Français : CIMRM 641: Mithras égorgeant le taureau sacré, face A d'un bas-relief romain en marbre, IIe–IIIe siècles ap. J.-C.
English: CIMRM 641: Two-sided white marble mithraic relief found at Fiano Romano, near Rome "couché dans un petit réduit de briques" in 1926. 2nd-3rd century CE.
Obverse: Tauroctony scene. Mithras slaying the bull in a cave, above which in the upper corners
Sol (top left) and
Luna (top right) emerge. Luna has a crescent behind her shoulders. Around Sol's head is a crown of twelve rays, plus another that darts out in the direction of Mithras. Also in the upper left is a raven. The dog, serpent, scorpion are set at their standard positions. The tail of the bull ends in ears of wheat. A clearer photo of the obverse is at
Image:Mithras tauroctony Louvre Ma3441b.jpg.
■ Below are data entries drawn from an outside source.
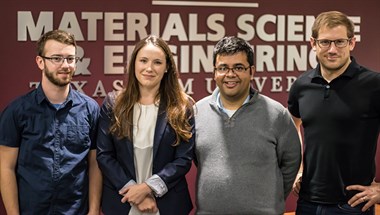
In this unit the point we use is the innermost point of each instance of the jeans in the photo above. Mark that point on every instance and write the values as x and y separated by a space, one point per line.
310 208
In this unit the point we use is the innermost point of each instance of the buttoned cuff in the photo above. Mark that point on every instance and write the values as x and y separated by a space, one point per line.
131 182
157 185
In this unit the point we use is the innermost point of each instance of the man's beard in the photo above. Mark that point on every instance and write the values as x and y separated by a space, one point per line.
55 80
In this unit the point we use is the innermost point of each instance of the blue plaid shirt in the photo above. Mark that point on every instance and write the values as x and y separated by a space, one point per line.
53 142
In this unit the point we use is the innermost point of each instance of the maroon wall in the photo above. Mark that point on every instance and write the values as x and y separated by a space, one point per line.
107 30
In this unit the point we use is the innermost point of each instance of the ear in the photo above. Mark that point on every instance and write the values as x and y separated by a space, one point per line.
352 43
252 72
313 43
40 62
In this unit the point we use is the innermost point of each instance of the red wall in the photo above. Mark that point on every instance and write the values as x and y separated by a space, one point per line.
279 31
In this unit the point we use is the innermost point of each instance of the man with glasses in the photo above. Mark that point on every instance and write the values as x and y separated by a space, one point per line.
338 105
247 147
47 140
Reverse: Banquet scene. In the middle, a bull's hide, of which the head and one hindleg are visible. Sol and Mithras recline on it side by side. Mithras holds a torch in his left hand and extends his right hand behind Sol. Sol is dressed only in a cape, fastened on his right shoulder with a
fibula. Around Sol's head is a crown of eleven rays. He holds a whip in his left hand and extends the right towards a torchbearer who offers him a
rhyton. In the lower right is another torchbearer, with raised torch in his left hand. In his right hand, a
caduceus held into the water emerging from the ground. In the middle, an altar in the coils of a crested snake. In the upper left corner, Luna in a cloud, looking away. Traces of red paint on the attire of Sol, Mithras and the torchbearers. A clearer photo of the reverse is at
Image:Mithras tauroctony Louvre Ma3441b.jpg.